Ministers of the Crown, Privy Councillors, certain high officers of State, Members of both Houses of Parliament, judicial officers, members of the clergy and members of the Armed Forces are required by statute to take the Oath of Allegiance. I am aware of no need for extending these categories.

In view of the fact that we harbour in this country a considerable number of Communists, declared and undeclared, many of whom on their own showing are potential traitors, would it not be advisable to make the taking of the Oath of Allegiance a more general qualification for other appointments under the Crown?

I should not have thought that a person who was preparing to engage in treason would boggle at an oath or two.

Is the Prime Minister aware that an oath would make very little difference to one who was a potential traitor; and could he say whether there is an oath of allegiance for the Grand National, and why Russian Hero was not "purged" before the race started.

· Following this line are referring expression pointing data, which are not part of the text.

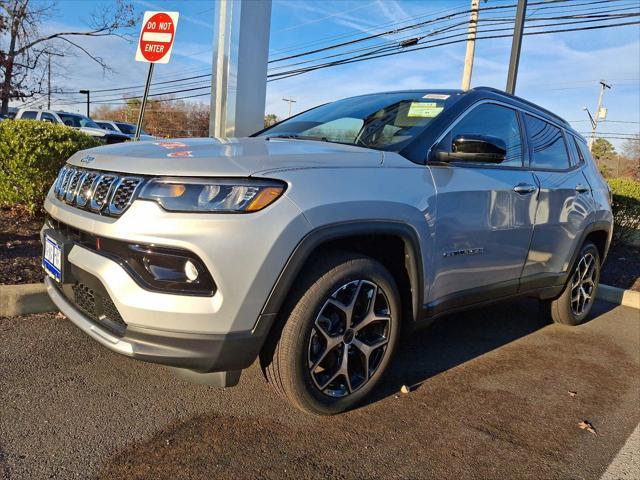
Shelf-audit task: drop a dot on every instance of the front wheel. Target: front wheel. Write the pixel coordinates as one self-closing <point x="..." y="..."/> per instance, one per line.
<point x="576" y="300"/>
<point x="339" y="336"/>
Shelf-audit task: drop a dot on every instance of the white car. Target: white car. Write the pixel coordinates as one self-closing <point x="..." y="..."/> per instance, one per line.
<point x="74" y="120"/>
<point x="129" y="129"/>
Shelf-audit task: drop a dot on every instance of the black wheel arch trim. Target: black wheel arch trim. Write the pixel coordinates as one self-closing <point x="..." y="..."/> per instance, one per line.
<point x="336" y="231"/>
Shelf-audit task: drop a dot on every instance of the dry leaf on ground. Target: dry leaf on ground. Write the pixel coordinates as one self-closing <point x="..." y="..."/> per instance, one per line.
<point x="586" y="425"/>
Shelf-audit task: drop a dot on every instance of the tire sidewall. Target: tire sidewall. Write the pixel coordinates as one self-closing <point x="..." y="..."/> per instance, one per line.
<point x="315" y="298"/>
<point x="566" y="297"/>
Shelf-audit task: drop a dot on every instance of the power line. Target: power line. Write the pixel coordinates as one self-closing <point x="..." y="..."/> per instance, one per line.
<point x="369" y="57"/>
<point x="395" y="47"/>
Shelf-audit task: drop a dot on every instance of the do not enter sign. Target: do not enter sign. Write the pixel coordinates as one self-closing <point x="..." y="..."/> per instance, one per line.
<point x="156" y="37"/>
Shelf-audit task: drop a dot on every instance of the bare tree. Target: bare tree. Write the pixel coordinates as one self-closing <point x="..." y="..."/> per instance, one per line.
<point x="21" y="62"/>
<point x="631" y="147"/>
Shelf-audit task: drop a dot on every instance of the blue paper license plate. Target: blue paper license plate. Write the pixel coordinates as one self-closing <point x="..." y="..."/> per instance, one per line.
<point x="52" y="258"/>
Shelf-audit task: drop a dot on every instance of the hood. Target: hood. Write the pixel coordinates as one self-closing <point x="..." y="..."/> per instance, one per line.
<point x="99" y="132"/>
<point x="222" y="157"/>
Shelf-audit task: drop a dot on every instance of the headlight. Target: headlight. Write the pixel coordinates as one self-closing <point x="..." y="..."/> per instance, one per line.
<point x="214" y="195"/>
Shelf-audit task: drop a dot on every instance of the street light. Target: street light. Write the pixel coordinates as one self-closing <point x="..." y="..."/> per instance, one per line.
<point x="88" y="94"/>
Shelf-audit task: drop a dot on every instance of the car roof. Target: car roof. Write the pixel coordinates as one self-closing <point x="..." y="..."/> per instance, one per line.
<point x="491" y="93"/>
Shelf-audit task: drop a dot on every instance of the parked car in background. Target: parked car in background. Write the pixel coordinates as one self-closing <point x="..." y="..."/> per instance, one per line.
<point x="128" y="129"/>
<point x="74" y="120"/>
<point x="312" y="244"/>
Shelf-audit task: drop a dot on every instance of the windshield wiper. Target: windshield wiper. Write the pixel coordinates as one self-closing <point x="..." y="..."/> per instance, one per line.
<point x="300" y="137"/>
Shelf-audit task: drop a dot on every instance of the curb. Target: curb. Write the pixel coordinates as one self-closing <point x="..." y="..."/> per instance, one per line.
<point x="23" y="299"/>
<point x="628" y="298"/>
<point x="33" y="298"/>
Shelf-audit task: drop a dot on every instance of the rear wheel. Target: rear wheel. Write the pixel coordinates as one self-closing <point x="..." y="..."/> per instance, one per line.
<point x="339" y="336"/>
<point x="574" y="304"/>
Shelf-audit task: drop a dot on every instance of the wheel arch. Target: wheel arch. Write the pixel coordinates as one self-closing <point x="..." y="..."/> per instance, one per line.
<point x="344" y="234"/>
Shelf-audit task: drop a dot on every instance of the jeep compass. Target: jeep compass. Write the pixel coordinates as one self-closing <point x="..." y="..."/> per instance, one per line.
<point x="312" y="244"/>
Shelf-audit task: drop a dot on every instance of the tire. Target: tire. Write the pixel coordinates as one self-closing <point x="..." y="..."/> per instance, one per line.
<point x="317" y="343"/>
<point x="576" y="300"/>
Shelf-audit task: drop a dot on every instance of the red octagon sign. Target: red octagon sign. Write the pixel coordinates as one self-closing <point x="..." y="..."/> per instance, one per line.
<point x="156" y="37"/>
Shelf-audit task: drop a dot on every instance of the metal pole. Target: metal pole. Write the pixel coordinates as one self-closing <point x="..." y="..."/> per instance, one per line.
<point x="516" y="45"/>
<point x="48" y="82"/>
<point x="471" y="45"/>
<point x="594" y="125"/>
<point x="291" y="101"/>
<point x="143" y="105"/>
<point x="88" y="94"/>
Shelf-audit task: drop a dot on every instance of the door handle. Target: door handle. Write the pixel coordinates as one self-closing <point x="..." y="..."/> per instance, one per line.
<point x="524" y="188"/>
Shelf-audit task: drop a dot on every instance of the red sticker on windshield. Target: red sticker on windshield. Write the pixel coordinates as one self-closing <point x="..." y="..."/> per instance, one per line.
<point x="180" y="154"/>
<point x="170" y="144"/>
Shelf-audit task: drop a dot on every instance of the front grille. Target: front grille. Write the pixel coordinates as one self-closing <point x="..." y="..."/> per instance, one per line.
<point x="99" y="308"/>
<point x="101" y="192"/>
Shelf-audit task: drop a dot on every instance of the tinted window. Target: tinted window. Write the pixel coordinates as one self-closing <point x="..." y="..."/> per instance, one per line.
<point x="47" y="117"/>
<point x="548" y="149"/>
<point x="575" y="157"/>
<point x="495" y="121"/>
<point x="127" y="128"/>
<point x="584" y="152"/>
<point x="106" y="126"/>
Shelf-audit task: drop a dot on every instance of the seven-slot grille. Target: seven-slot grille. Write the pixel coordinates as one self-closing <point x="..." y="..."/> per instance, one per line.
<point x="101" y="192"/>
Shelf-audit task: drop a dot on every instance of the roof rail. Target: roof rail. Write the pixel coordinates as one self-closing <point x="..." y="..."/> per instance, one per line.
<point x="526" y="102"/>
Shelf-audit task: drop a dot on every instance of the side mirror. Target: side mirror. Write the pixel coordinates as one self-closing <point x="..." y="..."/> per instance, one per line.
<point x="472" y="148"/>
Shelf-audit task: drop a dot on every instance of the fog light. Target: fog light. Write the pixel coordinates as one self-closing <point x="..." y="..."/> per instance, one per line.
<point x="190" y="271"/>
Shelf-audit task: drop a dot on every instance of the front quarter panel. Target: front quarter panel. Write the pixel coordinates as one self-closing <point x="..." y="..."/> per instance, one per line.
<point x="398" y="192"/>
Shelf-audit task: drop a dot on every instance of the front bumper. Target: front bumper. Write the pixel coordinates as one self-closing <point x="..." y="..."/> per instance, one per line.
<point x="198" y="352"/>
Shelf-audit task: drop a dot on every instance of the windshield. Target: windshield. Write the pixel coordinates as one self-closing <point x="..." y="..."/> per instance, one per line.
<point x="385" y="121"/>
<point x="106" y="126"/>
<point x="129" y="129"/>
<point x="73" y="120"/>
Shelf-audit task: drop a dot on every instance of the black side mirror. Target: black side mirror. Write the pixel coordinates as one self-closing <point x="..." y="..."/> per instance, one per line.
<point x="472" y="148"/>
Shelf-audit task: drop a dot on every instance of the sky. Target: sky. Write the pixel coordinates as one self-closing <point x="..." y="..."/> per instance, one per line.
<point x="559" y="71"/>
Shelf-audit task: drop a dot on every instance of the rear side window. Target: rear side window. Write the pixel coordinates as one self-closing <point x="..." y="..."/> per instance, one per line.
<point x="584" y="152"/>
<point x="548" y="148"/>
<point x="495" y="121"/>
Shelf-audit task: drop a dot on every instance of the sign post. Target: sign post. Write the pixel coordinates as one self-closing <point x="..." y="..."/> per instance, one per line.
<point x="154" y="46"/>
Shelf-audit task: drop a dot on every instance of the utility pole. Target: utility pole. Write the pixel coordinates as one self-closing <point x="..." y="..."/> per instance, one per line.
<point x="471" y="45"/>
<point x="598" y="114"/>
<point x="290" y="100"/>
<point x="88" y="94"/>
<point x="516" y="45"/>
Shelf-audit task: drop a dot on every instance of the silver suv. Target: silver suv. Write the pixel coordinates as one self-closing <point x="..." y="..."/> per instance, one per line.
<point x="312" y="244"/>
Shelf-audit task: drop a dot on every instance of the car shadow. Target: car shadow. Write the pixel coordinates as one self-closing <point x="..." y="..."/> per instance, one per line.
<point x="457" y="338"/>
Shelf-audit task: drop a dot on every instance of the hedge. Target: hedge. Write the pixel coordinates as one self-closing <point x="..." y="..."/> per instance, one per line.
<point x="31" y="153"/>
<point x="626" y="209"/>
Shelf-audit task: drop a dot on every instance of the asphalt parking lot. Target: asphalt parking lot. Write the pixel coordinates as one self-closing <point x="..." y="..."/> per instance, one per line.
<point x="490" y="399"/>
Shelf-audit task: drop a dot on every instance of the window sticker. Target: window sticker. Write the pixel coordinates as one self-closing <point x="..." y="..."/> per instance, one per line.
<point x="436" y="96"/>
<point x="180" y="154"/>
<point x="170" y="144"/>
<point x="424" y="109"/>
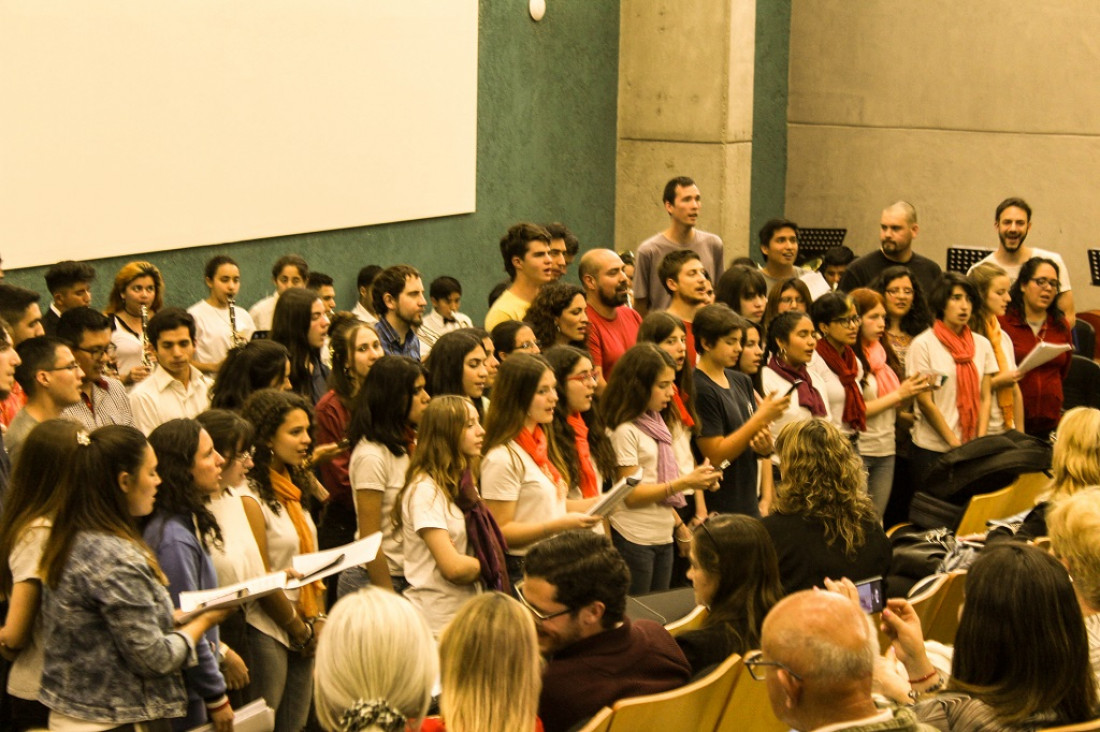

Is the Prime Minister aware that 40 yeas ago the Oath of Allegiance was even exacted from junior civil servants, the lower ranges of civil servants; and can he say why it has fallen into disuse since then? Does not he think it would be a good plan to re-impose it?

I understand that the requirement that civil servants should take the Oath of Allegiance was imposed under Defence Regulations, and was allowed to lapse in 1921. I can see no reason why it should be reimposed; I do not think there is any special desirability in the matter.